Isso envolveria consultar dados e processá-los, utilizando de todas as técnicas que abrangemos aqui.
Dependendo da complexidade do seu negócio, esse processo pode ser extremamente custoso computacionalmente, tanto em consumo de memória quanto em processamento.
Memória, pela quantidade de dados que necessitarão estar nela. E processamento, pela quantidade de rotinas que serão executadas para realizar essa análise.
Imagine, por exemplo, que você queira fazer uma recomendação baseada em filtragem colaborativa para um usuário com muitos amigos.
O custo computacional de aplicar essas técnicas a todos os amigos deles é enorme.
Assim, será necessário que você elabore alguma estratégia de otimização, talvez classificando previamente os amigos mais próximos para eliminar passos ou trabalhando com amostras.
Também é altamente recomendável que se faça benchmarks e análises de performance nos cálculos que você deseja aplicar, como esse estudo da Revista Brasileira de Computação Aplicada mostra, por exemplo.

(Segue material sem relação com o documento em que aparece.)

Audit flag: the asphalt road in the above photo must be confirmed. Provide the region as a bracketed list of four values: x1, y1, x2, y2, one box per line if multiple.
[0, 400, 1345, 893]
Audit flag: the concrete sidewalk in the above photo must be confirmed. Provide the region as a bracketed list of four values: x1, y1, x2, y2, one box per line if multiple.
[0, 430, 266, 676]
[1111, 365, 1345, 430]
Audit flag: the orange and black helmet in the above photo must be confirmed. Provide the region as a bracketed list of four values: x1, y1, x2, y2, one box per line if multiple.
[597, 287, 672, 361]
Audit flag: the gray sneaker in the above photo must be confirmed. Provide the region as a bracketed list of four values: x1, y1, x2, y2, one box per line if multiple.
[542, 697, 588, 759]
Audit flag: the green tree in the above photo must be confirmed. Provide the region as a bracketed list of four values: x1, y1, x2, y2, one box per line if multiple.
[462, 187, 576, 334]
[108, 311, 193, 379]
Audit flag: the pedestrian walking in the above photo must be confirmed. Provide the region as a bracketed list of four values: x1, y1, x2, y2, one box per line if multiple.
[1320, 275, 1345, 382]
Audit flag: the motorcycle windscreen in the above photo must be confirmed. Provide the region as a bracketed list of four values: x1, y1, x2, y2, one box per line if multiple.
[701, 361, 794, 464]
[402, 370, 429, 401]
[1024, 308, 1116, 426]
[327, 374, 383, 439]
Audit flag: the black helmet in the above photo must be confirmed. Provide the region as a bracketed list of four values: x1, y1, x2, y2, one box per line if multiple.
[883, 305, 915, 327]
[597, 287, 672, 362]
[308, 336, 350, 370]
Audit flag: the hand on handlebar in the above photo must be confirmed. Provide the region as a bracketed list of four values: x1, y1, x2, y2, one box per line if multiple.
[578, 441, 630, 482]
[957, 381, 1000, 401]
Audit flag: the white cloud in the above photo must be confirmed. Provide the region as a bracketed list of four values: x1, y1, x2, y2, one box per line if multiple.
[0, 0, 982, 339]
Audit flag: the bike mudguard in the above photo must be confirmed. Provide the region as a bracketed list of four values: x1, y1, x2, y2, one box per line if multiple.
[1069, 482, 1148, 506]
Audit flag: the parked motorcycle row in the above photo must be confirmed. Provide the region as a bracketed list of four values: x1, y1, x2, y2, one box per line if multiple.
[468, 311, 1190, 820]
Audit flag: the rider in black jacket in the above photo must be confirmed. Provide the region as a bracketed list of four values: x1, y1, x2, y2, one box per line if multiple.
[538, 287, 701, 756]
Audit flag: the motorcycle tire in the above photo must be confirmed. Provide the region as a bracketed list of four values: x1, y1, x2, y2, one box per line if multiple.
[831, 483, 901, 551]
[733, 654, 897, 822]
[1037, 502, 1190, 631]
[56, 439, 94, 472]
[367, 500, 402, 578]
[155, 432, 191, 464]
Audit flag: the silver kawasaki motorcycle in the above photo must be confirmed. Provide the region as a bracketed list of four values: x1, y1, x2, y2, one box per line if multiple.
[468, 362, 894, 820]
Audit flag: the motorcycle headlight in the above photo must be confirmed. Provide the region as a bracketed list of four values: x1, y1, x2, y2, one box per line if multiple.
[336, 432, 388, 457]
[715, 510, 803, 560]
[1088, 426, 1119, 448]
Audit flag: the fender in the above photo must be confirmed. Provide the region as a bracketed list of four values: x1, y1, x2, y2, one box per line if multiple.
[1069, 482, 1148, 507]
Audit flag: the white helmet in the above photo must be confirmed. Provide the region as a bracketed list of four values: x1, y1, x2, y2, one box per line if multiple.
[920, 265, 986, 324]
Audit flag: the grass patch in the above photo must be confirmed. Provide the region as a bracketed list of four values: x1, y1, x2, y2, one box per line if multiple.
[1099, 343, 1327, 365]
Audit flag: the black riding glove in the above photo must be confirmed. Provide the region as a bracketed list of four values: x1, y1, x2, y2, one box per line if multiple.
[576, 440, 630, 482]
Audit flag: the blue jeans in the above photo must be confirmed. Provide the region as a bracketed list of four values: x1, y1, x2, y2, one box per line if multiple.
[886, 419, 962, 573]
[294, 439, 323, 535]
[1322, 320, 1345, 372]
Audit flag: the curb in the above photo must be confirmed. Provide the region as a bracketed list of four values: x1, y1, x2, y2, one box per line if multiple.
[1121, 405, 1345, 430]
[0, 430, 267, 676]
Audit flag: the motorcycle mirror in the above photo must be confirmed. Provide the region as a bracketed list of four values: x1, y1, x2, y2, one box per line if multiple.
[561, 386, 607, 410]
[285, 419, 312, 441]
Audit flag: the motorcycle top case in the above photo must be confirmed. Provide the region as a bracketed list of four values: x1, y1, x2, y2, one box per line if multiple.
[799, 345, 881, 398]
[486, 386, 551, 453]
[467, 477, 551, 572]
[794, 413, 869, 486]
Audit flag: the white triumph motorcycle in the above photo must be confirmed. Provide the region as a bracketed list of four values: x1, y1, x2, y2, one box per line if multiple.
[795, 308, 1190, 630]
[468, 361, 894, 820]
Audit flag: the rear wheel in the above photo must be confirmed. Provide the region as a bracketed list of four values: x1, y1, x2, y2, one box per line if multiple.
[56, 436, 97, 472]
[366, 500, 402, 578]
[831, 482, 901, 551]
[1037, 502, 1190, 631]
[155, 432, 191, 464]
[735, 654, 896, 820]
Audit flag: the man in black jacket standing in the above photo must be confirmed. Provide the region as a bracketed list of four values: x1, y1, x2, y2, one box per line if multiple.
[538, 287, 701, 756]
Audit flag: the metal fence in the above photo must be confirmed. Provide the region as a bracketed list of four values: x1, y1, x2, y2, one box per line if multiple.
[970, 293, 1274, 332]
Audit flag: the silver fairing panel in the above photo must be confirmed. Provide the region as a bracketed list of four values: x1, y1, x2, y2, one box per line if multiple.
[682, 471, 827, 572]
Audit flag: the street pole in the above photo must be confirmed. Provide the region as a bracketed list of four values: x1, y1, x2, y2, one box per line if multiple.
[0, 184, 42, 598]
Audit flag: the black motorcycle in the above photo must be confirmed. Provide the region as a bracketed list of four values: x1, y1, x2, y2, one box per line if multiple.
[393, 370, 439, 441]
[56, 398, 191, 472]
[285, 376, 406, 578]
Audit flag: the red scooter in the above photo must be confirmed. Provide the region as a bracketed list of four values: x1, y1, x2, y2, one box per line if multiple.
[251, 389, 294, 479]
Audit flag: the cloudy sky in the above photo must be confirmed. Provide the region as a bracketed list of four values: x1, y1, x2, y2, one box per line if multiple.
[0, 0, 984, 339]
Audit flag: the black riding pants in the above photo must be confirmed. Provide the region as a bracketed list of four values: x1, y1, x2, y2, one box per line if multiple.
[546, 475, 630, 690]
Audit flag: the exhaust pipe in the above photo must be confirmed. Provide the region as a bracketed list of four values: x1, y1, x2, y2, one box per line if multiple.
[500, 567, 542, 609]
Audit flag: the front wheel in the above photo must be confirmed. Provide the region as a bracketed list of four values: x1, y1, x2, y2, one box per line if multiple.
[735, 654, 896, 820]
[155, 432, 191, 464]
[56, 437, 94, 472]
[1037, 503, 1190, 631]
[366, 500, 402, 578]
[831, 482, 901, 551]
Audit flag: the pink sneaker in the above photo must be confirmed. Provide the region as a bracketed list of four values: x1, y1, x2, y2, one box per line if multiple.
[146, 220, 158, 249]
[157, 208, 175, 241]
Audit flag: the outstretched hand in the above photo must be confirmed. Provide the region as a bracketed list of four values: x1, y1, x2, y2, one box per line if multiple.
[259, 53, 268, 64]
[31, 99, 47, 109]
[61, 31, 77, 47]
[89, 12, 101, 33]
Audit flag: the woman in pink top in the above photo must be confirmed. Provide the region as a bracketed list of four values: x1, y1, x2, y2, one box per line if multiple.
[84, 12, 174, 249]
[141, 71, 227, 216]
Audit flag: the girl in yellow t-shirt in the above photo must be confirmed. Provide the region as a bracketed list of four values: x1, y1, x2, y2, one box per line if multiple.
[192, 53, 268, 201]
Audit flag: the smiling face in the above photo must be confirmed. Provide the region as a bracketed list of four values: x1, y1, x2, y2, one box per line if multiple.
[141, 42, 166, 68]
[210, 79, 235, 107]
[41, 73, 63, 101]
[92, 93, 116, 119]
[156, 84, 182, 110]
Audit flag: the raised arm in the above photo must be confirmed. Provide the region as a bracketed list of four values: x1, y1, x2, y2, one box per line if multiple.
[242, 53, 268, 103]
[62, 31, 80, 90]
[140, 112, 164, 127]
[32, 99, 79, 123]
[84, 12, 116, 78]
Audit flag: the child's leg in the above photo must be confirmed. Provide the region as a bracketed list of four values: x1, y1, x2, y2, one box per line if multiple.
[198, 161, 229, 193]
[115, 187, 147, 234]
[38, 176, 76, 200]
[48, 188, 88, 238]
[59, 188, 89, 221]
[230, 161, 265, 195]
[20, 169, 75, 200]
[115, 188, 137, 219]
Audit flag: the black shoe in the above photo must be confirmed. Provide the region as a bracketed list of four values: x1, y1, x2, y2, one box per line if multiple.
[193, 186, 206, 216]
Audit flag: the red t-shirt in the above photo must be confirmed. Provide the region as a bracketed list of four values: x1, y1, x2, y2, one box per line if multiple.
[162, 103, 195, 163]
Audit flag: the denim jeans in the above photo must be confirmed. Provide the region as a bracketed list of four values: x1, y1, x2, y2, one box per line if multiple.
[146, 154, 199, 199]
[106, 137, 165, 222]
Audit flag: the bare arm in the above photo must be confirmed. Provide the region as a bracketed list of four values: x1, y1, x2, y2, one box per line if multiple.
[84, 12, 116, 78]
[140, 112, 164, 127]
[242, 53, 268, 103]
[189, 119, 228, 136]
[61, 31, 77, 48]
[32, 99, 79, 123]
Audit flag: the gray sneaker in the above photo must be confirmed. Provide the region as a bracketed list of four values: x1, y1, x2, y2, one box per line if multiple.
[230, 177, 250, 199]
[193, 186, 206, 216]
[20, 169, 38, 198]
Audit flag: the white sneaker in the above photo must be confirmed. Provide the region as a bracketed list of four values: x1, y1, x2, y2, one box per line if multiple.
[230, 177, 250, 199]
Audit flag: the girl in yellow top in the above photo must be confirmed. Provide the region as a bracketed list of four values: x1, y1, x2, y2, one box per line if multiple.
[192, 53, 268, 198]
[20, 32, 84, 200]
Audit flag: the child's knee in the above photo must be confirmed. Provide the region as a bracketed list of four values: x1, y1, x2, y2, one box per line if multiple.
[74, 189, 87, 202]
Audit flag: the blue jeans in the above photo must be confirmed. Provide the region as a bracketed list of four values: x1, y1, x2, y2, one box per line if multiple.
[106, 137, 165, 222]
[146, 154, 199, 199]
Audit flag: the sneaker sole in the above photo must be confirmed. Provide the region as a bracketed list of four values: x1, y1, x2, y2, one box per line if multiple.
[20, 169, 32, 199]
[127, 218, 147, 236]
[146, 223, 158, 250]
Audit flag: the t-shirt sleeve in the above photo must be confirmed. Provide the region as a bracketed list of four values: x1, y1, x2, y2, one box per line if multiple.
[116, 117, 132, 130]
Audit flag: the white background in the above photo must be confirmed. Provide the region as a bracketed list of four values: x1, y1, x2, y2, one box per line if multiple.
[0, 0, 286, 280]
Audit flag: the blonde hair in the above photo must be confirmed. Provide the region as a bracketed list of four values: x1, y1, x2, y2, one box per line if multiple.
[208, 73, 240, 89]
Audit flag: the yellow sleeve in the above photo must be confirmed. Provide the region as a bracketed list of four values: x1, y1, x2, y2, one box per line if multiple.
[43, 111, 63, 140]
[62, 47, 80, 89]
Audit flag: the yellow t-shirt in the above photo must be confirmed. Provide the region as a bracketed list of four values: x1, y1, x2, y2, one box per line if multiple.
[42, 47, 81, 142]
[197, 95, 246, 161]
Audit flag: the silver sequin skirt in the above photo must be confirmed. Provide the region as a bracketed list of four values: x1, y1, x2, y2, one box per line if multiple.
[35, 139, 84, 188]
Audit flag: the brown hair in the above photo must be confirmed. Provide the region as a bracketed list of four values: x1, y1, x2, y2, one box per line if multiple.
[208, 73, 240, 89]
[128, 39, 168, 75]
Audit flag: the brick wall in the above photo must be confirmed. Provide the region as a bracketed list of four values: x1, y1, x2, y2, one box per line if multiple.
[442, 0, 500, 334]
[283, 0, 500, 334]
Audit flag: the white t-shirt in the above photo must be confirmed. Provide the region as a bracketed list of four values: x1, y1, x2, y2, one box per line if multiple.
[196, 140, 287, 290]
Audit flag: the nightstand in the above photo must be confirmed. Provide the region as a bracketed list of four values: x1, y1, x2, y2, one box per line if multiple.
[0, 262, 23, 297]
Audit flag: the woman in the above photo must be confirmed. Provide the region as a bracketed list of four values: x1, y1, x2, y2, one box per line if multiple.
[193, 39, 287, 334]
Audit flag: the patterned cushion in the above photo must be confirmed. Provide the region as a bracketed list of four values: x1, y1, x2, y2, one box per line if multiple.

De qualquer forma, todos esses desafios exigirão um skill forte em arquitetura de soluções.
Conclusão
Neste artigo, vimos o que são algoritmos de recomendação e alguns aspectos conceituais importantes em sua construção.
Desde os tipos de filtragem até as suas diversas áreas de estudo, principalmente matemática e estatística, onde aprofundamos um pouco mais a respeito de algumas técnicas.
Por fim, vimos um pouco dos desafios envolvidos. Afinal, tudo tem o seu preço – e este não é nada barato.
De qualquer forma, eu acho algoritmos de recomendação um assunto extremamente interessante, principalmente por visitar diversas áreas do conhecimento, inclusive de humanas.
Isso sem falar de que a cada dia ele é mais utilizado.
Pretendo, em um próximo artigo, aprofundar um pouco mais em alguns aspectos de construção que aqui foram abordados mais superficialmente, por razões de tamanho.
Há muitas técnicas que podem ser utilizadas, incluindo algoritmos genéticos, matrizes esparsas e outras. Mas creio que o conteúdo exposto já dá uma boa base inicial.